Tuesday, July 12, 2005

The NAACP and Reparations, Part II

I was invited to speak at the National Convention of the NAACP in Milwaukee on July 10. There were about 200 attorneys (majority Afrikan but not all) attending a Continuing Legal Education (CLE) class on a host of issues involving Afrikans in America. I was struck by the number of *whites* at the meeting who seemed to be "authorities" on reparations. Presenting on the panel was Adjoa Aiyetoro, old friend and now teaching at the University of Arkansas, Pine Bluff, Keenan Keller from Congressman Conyers office, and me. I went first and gave history, Keenan second with the status of cases and Adjoa gave a passionate overview of the Tulsa case. Adjoa told about the political nature of the decisions being made by judges, particularly on the issue of "equitable tolling". She underscored how it was important for us to recognized that these decisions were made with an eye toward "opening the floodgates" to reparations lawsuits.

The presentation was very well received. Afterwards, one of the white "experts" on reparations (from Australia no less) challenged us about whether nations could be sued from crimes against humanity.

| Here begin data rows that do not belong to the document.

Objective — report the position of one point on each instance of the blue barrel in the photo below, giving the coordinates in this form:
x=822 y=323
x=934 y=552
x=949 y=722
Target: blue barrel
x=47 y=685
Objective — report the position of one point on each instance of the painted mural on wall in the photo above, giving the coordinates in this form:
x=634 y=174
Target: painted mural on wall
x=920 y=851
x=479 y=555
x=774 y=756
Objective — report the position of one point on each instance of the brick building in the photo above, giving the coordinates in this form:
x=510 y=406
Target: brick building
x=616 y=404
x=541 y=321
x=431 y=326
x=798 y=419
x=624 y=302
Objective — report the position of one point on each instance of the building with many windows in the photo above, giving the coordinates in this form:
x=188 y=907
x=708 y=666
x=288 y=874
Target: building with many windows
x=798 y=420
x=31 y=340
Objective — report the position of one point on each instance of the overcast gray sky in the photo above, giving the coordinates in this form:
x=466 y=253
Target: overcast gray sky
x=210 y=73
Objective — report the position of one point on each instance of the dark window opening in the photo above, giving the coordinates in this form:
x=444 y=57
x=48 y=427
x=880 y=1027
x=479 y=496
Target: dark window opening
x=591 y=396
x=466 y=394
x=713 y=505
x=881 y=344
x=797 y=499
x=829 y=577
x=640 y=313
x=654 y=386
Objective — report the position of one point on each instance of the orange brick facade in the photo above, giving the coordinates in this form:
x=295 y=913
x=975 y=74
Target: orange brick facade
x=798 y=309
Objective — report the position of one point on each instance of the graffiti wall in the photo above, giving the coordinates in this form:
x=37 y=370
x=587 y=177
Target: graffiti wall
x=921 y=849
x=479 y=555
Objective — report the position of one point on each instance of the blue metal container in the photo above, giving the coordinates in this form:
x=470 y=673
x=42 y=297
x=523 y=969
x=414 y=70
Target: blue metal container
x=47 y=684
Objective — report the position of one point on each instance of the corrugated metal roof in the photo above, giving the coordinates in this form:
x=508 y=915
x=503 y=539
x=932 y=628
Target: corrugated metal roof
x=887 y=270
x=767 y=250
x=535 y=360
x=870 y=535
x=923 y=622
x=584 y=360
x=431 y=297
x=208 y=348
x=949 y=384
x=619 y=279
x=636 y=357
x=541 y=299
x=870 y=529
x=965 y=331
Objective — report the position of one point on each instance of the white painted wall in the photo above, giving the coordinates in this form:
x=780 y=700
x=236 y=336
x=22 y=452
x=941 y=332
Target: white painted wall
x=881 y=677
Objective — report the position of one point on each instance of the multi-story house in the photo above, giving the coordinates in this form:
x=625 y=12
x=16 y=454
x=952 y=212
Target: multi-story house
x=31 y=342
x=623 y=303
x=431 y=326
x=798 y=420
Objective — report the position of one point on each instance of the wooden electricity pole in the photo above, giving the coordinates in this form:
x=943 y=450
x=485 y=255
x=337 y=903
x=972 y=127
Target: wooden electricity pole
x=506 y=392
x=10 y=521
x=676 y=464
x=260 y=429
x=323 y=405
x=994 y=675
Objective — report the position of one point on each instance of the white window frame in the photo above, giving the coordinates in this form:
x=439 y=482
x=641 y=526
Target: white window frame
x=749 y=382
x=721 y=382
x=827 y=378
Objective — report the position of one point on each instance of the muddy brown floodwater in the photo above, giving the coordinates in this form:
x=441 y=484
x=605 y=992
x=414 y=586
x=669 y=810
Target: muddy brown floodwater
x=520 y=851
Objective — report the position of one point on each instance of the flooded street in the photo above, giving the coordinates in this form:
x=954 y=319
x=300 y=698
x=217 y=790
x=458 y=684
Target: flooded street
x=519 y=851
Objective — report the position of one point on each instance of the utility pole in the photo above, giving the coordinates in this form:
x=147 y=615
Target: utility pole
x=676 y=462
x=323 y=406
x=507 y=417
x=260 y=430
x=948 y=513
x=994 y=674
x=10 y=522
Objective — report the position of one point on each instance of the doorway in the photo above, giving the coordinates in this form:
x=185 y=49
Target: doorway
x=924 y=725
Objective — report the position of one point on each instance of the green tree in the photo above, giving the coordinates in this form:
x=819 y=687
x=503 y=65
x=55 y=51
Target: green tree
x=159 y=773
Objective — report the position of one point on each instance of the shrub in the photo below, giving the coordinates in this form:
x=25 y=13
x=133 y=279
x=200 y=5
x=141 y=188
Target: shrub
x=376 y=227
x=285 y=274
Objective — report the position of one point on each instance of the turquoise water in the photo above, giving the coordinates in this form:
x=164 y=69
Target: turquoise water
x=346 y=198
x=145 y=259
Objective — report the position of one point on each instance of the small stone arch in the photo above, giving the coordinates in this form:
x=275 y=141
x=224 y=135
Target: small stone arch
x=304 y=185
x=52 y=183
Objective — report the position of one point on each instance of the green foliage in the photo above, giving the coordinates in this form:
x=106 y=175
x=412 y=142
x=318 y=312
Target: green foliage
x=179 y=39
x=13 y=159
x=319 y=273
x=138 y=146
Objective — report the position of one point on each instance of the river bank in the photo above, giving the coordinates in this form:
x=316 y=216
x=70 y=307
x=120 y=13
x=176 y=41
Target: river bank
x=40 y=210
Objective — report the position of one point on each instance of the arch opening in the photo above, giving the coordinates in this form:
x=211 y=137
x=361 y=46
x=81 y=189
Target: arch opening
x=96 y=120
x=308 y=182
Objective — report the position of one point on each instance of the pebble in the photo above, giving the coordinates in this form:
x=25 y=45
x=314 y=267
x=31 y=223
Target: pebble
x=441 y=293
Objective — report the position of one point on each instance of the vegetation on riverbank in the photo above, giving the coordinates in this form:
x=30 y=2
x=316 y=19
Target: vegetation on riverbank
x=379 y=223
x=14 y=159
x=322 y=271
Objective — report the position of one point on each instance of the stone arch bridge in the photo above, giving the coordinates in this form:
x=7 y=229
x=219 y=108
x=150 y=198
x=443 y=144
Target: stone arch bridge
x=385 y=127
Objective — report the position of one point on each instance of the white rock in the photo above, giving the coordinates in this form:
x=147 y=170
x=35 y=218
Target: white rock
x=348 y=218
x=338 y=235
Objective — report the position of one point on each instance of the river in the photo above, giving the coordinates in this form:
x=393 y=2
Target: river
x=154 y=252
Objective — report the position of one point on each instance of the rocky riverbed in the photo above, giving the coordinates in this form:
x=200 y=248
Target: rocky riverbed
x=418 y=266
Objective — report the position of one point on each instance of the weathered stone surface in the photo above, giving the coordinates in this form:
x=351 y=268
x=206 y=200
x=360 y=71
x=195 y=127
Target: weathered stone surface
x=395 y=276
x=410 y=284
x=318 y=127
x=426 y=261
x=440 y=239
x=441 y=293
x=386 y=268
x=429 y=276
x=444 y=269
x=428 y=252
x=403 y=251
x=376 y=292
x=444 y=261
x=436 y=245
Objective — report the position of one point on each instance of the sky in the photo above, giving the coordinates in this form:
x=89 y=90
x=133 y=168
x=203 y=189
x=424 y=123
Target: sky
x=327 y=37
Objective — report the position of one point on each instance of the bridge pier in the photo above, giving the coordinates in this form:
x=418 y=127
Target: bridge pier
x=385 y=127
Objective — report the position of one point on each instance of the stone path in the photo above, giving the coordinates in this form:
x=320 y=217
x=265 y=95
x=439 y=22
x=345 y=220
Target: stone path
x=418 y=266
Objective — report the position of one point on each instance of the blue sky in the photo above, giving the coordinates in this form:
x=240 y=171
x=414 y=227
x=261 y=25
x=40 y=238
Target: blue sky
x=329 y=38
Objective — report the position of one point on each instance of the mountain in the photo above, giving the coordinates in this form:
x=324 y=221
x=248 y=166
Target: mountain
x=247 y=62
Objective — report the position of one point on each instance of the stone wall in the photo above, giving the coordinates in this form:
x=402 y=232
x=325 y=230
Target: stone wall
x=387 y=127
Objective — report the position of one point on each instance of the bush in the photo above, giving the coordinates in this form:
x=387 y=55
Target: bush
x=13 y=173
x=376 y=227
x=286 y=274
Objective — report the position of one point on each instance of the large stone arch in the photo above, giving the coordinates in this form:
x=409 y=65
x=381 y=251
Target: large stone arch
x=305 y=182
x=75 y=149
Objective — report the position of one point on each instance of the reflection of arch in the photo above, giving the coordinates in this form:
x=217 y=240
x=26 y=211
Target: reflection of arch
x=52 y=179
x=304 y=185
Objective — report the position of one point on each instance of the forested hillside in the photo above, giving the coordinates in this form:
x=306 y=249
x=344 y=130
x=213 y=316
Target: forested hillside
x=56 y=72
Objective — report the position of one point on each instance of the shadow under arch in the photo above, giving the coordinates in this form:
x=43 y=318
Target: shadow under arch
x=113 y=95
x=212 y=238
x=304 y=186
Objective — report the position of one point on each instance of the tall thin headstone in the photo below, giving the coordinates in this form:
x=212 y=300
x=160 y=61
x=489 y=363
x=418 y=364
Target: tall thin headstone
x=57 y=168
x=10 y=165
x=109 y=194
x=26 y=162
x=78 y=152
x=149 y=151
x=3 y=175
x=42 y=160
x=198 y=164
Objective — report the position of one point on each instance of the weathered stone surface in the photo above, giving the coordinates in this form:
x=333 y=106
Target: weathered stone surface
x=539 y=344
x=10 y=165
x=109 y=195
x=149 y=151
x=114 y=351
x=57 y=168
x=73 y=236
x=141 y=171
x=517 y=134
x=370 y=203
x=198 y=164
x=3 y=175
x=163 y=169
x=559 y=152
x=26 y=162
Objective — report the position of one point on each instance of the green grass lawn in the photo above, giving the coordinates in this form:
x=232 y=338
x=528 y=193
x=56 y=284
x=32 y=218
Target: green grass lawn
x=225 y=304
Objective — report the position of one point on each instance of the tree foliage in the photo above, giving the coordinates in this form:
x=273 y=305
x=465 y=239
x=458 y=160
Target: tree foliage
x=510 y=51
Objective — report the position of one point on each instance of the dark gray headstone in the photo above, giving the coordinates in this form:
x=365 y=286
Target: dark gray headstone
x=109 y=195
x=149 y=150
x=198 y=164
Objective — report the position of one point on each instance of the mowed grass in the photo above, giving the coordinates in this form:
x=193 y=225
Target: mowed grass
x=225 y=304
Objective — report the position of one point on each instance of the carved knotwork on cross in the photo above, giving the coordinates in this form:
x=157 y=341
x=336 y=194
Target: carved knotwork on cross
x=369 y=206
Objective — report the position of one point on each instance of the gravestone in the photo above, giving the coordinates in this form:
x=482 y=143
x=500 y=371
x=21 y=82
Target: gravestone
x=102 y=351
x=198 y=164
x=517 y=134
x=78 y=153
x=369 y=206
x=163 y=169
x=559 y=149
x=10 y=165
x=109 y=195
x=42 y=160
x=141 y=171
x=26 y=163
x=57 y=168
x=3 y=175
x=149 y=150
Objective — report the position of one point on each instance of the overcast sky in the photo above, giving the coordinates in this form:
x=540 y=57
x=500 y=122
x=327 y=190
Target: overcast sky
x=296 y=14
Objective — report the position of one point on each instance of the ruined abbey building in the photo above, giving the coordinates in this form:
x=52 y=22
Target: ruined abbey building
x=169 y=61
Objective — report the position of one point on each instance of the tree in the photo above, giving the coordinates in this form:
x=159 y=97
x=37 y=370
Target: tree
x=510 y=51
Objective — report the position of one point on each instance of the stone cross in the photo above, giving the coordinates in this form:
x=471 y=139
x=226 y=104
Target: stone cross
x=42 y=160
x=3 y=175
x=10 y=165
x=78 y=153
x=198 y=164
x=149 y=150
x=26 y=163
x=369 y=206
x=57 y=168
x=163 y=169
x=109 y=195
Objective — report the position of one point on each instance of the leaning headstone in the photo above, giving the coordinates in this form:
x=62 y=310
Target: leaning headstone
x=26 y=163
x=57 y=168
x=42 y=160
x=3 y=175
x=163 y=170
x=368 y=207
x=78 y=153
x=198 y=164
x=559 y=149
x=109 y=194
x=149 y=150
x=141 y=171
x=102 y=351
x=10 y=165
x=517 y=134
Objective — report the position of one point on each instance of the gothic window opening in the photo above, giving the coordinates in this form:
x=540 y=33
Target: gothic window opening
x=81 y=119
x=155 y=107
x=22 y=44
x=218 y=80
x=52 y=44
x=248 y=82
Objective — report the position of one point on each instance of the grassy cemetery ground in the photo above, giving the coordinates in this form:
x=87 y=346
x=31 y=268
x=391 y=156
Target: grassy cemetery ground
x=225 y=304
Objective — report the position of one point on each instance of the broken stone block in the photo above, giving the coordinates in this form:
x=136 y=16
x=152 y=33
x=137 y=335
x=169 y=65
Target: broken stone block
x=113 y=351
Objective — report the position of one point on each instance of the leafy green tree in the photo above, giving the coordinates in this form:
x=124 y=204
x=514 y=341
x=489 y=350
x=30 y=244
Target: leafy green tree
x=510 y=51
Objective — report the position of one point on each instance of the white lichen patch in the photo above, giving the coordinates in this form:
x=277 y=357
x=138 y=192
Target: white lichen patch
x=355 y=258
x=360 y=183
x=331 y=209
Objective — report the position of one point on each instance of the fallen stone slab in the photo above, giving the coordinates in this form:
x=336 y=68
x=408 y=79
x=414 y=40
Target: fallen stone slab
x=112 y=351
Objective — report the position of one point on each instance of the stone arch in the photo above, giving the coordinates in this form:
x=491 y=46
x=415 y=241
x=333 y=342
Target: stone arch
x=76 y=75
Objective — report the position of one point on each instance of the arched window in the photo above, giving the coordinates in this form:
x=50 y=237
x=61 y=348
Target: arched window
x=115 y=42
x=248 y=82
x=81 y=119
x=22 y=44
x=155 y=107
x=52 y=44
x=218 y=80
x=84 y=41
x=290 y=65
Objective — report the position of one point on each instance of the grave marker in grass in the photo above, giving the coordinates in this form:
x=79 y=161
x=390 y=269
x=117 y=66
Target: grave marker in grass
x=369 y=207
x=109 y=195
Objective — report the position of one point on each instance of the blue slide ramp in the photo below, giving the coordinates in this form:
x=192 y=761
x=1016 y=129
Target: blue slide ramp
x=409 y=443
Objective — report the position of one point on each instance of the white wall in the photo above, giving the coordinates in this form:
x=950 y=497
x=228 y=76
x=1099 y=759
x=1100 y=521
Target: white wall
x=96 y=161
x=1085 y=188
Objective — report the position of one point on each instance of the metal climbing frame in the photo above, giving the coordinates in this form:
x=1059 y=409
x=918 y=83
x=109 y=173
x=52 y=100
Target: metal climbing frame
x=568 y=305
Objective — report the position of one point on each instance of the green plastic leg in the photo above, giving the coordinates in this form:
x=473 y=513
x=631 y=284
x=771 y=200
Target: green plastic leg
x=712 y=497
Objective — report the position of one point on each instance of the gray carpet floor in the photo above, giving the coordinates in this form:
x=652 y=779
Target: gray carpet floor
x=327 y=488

I cited studies outlined by Jon Van Dyke in my book, "Should America Pay?: Slavery and the Raging Debate on Reparations, but he seen oblivious AND opposed to the idea that nations can be held liable for crimes against humanity. He clearly didn't know what he was talking about and later we found that he was only a "legal intern" and had not even passed the bar!

I gave the group Deadria Farmer-Paellmann's phone number and told them that they needed to help in the litigation. Several of the attorneys present wrote her number down. We will see if they follow through.

All in all it was an important day for the NAACP. Even though they passively embraced to support the reparations struggle in 1991, the took a big step today in inviting us for a three hour discussion on the subject...

1 comment:

  1. I and others appreciate the work that you and others do. Thank you.